The Minnesota Center for Environmental Advocacy, Water Legacy, and the Fond du Lac Band had asked the Supreme Court to take a second look at the appellate ruling, which had provided a mixed verdict on PolyMet’s water discharge permit. Environmental plaintiffs had argued that the MPCA’s efforts to discourage the Environmental Protection Agency from issuing written comments on PolyMet’s draft water discharge permit was an intentional effort to avoid negative publicity and to keep critical comments out of the administrative record. Lower courts had agreed that the MPCA had sought to avoid public scrutiny surrounding the issuance of the permit and concerns that the EPA had expressed about its compliance with the Clean Water Act. Yet, the lower courts had determined that the MPCA had not broken any law and, therefore, its actions did not constitute a procedural irregularity that could lead to reversal of a permit.

In seeking Supreme Court review, the environmental plaintiffs were joined by several “friends of the court,” including by the federal union that represents EPA workers, two Minnesota-based administrative law judges, the Minnesota Center on Government Information, and a Minnesota well owners association.

“Minnesotans were shocked to learn that our state agencies suppressed EPA employees’ concerns about the water pollution permit issued to PolyMet and kept them out of the public record,” said MCEA CEO Kathryn Hoffman. “At the Minnesota Supreme Court, MCEA will make the case that these violations of Minnesota law and rules resulted in a fatally flawed permit that doesn’t protect our water or the people downstream.”

In addition to a review of the lower court ruling on the MPCA’s actions regarding EPA comments, the high court will consider whether the lower court erred when it determined that the PolyMet permit did not require water-quality based effluent limits.

The high court review will not include a second look at several other issues addressed in the earlier Court of Appeals ruling, issued in January.

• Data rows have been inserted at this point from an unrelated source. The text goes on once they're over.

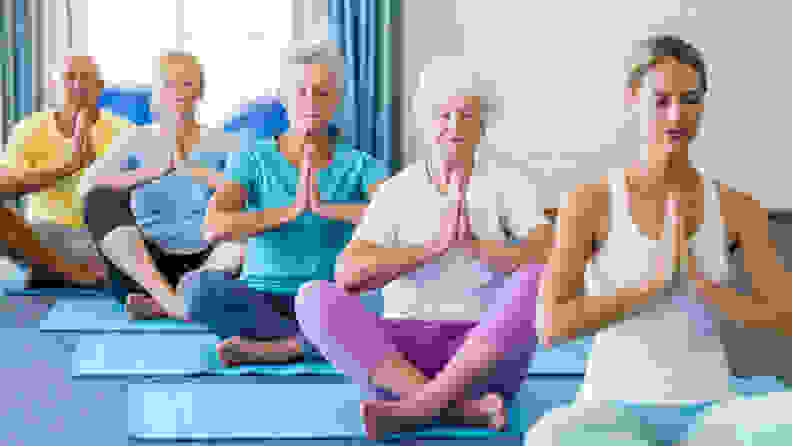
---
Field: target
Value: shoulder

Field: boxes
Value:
[718,183,770,237]
[559,175,610,218]
[13,110,53,137]
[200,127,242,152]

That includes the appellate court’s requirement that the MPCA assess whether the company’s anticipated discharges to groundwater could meet the definition of a surface discharge under the standard set the U.S. Supreme Court in the 2020 case of County of Maui v. Hawaii Wildlife Fund. The MPCA had declined to establish water quality standards in the PolyMet permit for groundwater discharges, believing that they were not required. But the U.S. Supreme Court ruling established the precedent that groundwater discharges may be subject to the Clean Water Act’s provisions if they are the functional equivalent of surface discharges. The appellate court had sent the matter back to the MPCA to make such a determination.

The state Supreme Court has not yet set a date for oral arguments.